Crystal structure and Mossbauer spectroscopy of the synthetic amphibole potassic-ferri-ferrorichterite at 298 K and low temperatures (80-110 K)

Abstract

The crystal structure of a synthetic potassic-ferri-ferrorichterite, ideally K(Ca 0.5 Na 1.5 )Fe 5 Si 8 O 22 (OH) 2 was refined from single-crystal X-ray imaging plate diffraction data at 298 K and 110 K. The title compound is monoclinic, S.G. C 2/ m , Z = 2, with a = 10.145(1) A, b = 18.184(1) A, c = 5.296(1) A, β = 104.42(1)° at 298 K (sample Ri1).

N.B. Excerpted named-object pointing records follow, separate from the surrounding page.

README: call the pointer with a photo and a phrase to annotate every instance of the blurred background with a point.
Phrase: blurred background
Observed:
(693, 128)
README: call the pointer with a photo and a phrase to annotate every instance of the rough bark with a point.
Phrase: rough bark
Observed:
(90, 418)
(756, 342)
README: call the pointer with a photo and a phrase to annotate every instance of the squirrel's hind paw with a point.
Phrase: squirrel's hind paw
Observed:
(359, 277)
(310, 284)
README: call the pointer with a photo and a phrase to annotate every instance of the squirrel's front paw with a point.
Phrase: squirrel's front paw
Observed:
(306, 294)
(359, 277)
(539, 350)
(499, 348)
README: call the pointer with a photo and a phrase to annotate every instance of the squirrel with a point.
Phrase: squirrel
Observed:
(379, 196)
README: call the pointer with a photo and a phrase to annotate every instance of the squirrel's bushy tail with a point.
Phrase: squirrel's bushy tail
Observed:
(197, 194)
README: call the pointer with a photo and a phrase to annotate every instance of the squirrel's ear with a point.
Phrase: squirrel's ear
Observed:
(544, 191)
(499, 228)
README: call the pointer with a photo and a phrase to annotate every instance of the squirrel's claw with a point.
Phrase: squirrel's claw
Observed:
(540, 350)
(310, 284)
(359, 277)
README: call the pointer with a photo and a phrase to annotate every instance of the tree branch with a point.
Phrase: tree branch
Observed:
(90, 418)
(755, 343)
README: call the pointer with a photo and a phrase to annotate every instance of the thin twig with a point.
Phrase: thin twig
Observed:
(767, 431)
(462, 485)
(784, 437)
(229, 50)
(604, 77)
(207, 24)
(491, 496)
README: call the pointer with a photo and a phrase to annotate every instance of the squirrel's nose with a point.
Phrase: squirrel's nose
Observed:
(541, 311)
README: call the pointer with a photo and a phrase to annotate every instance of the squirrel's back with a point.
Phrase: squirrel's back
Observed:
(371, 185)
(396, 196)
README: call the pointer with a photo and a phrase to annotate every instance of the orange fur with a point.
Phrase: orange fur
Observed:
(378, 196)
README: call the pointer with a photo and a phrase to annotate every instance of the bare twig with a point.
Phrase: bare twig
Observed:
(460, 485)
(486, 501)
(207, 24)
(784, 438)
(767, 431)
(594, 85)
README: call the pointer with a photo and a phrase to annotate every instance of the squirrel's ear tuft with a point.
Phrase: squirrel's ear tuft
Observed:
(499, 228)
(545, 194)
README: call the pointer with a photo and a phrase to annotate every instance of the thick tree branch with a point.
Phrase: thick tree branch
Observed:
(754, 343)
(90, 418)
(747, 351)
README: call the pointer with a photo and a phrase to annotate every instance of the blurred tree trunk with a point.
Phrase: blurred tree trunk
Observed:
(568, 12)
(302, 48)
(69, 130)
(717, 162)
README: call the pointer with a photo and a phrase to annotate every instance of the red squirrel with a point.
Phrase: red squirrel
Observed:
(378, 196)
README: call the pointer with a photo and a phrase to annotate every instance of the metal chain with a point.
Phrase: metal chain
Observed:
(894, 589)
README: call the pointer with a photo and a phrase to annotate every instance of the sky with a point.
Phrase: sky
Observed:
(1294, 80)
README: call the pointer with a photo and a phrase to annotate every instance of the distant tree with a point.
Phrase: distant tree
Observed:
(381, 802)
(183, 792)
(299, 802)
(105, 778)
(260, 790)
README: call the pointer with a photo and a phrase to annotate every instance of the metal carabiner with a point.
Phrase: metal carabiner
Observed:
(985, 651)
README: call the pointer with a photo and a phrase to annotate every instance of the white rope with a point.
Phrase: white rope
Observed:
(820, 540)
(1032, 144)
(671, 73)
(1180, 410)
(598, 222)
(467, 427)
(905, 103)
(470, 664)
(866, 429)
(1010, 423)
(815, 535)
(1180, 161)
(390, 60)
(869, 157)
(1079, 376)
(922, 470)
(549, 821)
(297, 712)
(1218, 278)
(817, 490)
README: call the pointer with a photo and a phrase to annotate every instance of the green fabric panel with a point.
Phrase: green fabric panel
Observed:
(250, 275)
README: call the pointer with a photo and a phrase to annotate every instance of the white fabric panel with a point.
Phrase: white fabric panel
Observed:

The structure is consistent with the general amphibole structure type. There is no crystallographic phase transition down to 110 K. The two nonequivalent T sites and the octahedral M1 and M3 sites behave very rigidly upon cooling. Bond lengths for the distorted M sites slightly decrease as temperature is lowered. The tetrahedral chain kinking increases by 0.9° between 298 K and 110 K. Similar behavior was found for a second sample investigated by single crystal X-ray diffraction. Mossbauer spectra, collected at 298 K, yield rather high ferric iron concentrations up to 2.0 a.p.f.u for the three samples investigated. Fe 3+ prefers the M2 site. Three components were detected within the ferrous quadrupole splitting distribution (QSD) of the C-type sites and where assigned to the M1, M3 and M2 sites respectively. This assignment is consistent with polyhedral distortion and gives correct site occupancies. The magnitude of the quadrupole splitting of Fe 2+ on M1 and M3 sites shows a dependency on the ferric iron content (mean cation radius of the M2 site) of the sample.